- Film poster
- Directed by: Tekula Kripakar Reddy
- Produced by: Vanitha Vani, Radhika Reddy
- Starring: Prakash Raj Bhumika Chawla
- Music by: Chinna
- Release date: 5 November 2010;
- Country: India
- Language: Telugu

= Collector Gari Bharya =

Collector Gari Bharya is a 2010 Telugu-language drama film directed by Tekula Kripakar Reddy. The film stars Prakash Raj and Bhumika Chawla. It was released on 5 November 2010. The film was dubbed and released in Tamil as Penn Adimai Illai.

==Cast==

Credited cast:
- Prakash Raj as Gautham
- Bhumika Chawla as Indira
- Brahmanandam as Appalaraju / Pappalaraju
- Tanikella Bharani as Politician
- Babu Mohan as Politician
- Paruchuri Venkateswara Rao as Venkatachalam
- Chandra Mohan as Chandram
- Dharmavarapu Subrahmanyam as Subramanyam
- M. S. Narayana as Narayana
- Kondavalasa Lakshmana Rao as Krishna Rao
- Venu Madhav as Venu
- Vizag Prasad
- Malladi Raghava
- Sivaparvathy
- Delhi Rajeswari
- Ashmita Karnani
- Duvvasi Mohan as Duvvasi
- Shankar Melkote

==Production==
Collector Gari Bharya marked the directorial debut of Tekula Kripakar Reddy, a US based businessman who earlier assisted Dasari Narayana Rao.
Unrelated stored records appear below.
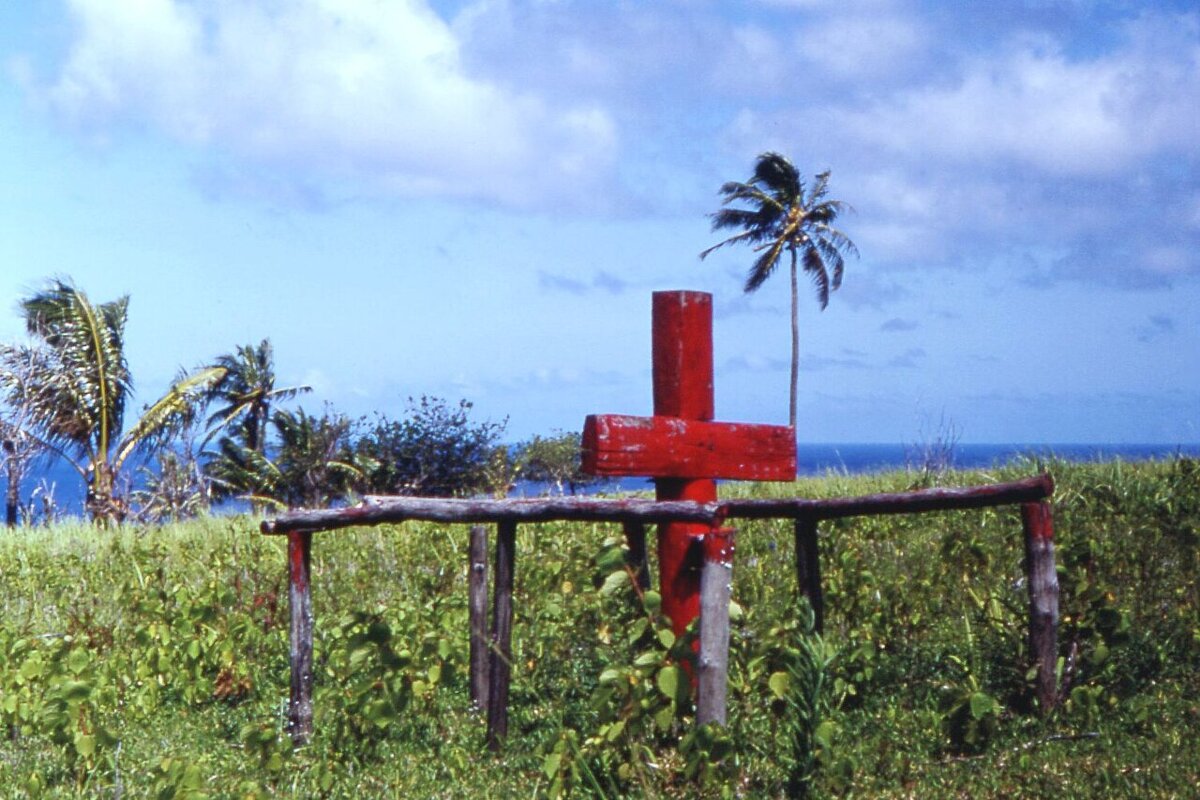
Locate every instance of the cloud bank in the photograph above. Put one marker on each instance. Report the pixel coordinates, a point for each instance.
(367, 91)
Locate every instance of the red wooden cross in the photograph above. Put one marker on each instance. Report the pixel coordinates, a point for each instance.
(681, 446)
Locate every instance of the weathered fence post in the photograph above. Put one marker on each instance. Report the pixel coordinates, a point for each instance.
(300, 636)
(501, 656)
(635, 558)
(1037, 519)
(715, 585)
(808, 569)
(478, 614)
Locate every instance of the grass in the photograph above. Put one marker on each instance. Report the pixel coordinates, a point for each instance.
(153, 661)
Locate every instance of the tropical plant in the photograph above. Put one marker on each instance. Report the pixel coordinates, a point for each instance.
(17, 447)
(556, 459)
(245, 394)
(311, 463)
(79, 386)
(784, 216)
(435, 451)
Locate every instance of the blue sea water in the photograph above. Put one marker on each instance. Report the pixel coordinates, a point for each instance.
(811, 459)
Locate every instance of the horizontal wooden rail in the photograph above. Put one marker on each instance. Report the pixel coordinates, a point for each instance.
(1030, 489)
(387, 509)
(375, 510)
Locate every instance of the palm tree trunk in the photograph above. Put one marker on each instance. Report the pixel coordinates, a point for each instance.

The filming was held in places like Vizag, Rajamundry and Hyderabad.

==Soundtrack==
Soundtrack was composed by Chinna. The audio was released at Taj Deccan, Hyderabad.
- "Sai Baba Karuninchu" - K. S. Chithra
- "Pachhi Mirchinira" - Suchitra
- "No No" - M. M. Manasi
- "Manasulona" - K. S. Chithra
- "Cheyi Cheyi" - K. S. Chithra

==Reception==
Bharat Student wrote "The director has come up with a rather biased theme and though the presentation was good, the narrative was okay. The dialogues were good at places, the script was okay, the screenplay was average".